Russian Orthodox Church cuts ties with Constantinople

Bartholomew I of Constantinople (left) with the Russian Orthodox leader, Patriarch Kirill
Bartholomew I of Constantinople (left) with the Russian Orthodox leader, Patriarch Kirill. Photograph: Osman Orsal/Reuters

The Russian Orthodox Church has announced it will break off relations with the Patriarchate of Constantinople in a religious schism driven by political friction between Russia and Ukraine.

The Synod of the Russian Orthodox Church elected on Monday to cut ties with the Ecumenical Patriarchate of Constantinople, which is viewed as the leading authority for the world’s 300 million Orthodox worshippers.

The split is a show of force by Russia after a Ukrainian church was granted independence.
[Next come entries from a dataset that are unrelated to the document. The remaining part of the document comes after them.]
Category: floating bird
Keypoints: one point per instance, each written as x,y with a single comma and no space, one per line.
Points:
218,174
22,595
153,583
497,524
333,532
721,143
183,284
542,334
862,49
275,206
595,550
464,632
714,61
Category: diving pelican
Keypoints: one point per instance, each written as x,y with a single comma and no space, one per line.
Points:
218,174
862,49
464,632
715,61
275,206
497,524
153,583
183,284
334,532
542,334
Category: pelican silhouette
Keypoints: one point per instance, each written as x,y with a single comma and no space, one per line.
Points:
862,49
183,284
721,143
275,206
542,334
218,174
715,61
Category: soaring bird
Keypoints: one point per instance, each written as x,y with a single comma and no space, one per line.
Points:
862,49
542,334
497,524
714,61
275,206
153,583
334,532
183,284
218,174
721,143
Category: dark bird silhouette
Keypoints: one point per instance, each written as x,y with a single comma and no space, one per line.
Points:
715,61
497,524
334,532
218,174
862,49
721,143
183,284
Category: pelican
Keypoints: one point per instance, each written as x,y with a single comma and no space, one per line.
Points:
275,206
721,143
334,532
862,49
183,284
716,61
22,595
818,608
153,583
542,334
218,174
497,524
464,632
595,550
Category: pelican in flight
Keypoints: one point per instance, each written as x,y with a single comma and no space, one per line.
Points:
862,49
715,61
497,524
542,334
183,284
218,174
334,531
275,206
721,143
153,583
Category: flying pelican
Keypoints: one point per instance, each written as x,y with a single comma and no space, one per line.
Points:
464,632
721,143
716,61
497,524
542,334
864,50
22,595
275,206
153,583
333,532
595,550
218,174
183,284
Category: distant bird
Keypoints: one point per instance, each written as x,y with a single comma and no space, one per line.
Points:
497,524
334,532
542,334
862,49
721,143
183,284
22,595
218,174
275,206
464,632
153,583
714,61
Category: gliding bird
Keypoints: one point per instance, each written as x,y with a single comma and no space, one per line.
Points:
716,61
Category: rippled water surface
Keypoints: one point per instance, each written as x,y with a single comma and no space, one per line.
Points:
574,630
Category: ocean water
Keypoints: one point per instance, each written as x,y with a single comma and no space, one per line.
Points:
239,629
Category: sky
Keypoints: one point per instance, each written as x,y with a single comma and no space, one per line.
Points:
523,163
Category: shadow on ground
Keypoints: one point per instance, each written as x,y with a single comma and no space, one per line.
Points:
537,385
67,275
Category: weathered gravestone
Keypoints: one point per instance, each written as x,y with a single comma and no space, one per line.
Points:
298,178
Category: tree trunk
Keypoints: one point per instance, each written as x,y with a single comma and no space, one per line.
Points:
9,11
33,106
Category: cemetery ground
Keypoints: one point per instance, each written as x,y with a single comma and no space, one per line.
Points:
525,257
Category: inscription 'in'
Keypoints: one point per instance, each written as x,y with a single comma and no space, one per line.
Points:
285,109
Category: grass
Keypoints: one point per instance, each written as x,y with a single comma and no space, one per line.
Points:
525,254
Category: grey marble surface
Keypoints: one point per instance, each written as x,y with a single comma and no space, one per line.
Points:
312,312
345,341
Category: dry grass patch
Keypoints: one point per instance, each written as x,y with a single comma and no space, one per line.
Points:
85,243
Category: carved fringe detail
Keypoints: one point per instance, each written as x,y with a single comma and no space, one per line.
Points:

Last week Bartholomew I of Constantinople, the “first among equals” of eastern Orthodox clerics, granted autocephaly (independence) to the Ukrainian Orthodox Church, which previously answered to Moscow.

If Monday’s decision is a lasting one, the loss of the powerful and wealthy Russian church will be a serious blow to the global church. It also marks an important new facet for the rift between Russia and Ukraine, who have become bitter enemies since the annexation of Crimea and the war in Donbass.

Metropolitan Hilarion of Volokolamsk, the Moscow patriarchate’s head of external church relations, announced the Russian church’s decision on Monday and said Russia hoped the Patriarchate of Constantinople would change its mind.

“Until that happens, until all these unlawful decisions made by Constantinople are in force, we won’t be able to communicate with the church which today finds itself in the midst of a schism,” he said, according to reports of his remarks.

The global Orthodox churches collectively represent 300 million people. But there are fewer than 3,000 of the Orthodox faithful in Istanbul.

The Russian Orthodox Church represents a majority of Orthodox Christians and commands huge wealth and power. Its leader, Patriarch Kirill, is closely allied to Vladimir Putin, the Russian president, who he has described as “a miracle of God”.

Rivalry between the Russian church and patriarch of Constantinople has been a feature of eastern Orthodoxy. Kirill has objected to Bartholomew’s close relationship with the Roman Catholic church and Pope Francis.

Ukraine’s government had lobbied strongly for autocephaly as part of a larger break from Russian influence in the country’s affairs.

“Autocephaly is part of our pro-European and pro-Ukrainian state strategy,” the Ukrainian president, Petro Poroshenko, said in a statement last week. He also called Moscow’s loss of control over the Ukrainian Orthodox Church “the fall of the ‘third Rome’ as the most ancient conceptual claim of Moscow for the global domination”.

Russia’s Orthodox Church already had a tense relationship with the religious authorities in Istanbul.

In the summer of 2016 the first global gathering of the 14 self-governing Orthodox churches since the year 787 almost collapsed before it opened because of disagreements over the agenda. Several churches – including the Russians – threatened to boycott the “holy and great council”, which had been 55 years in the planning.

The Patriarch of Constantinople has sought to repair relations with the Roman Catholic church, which broke from eastern Orthodoxy almost a millennium ago, in 1054.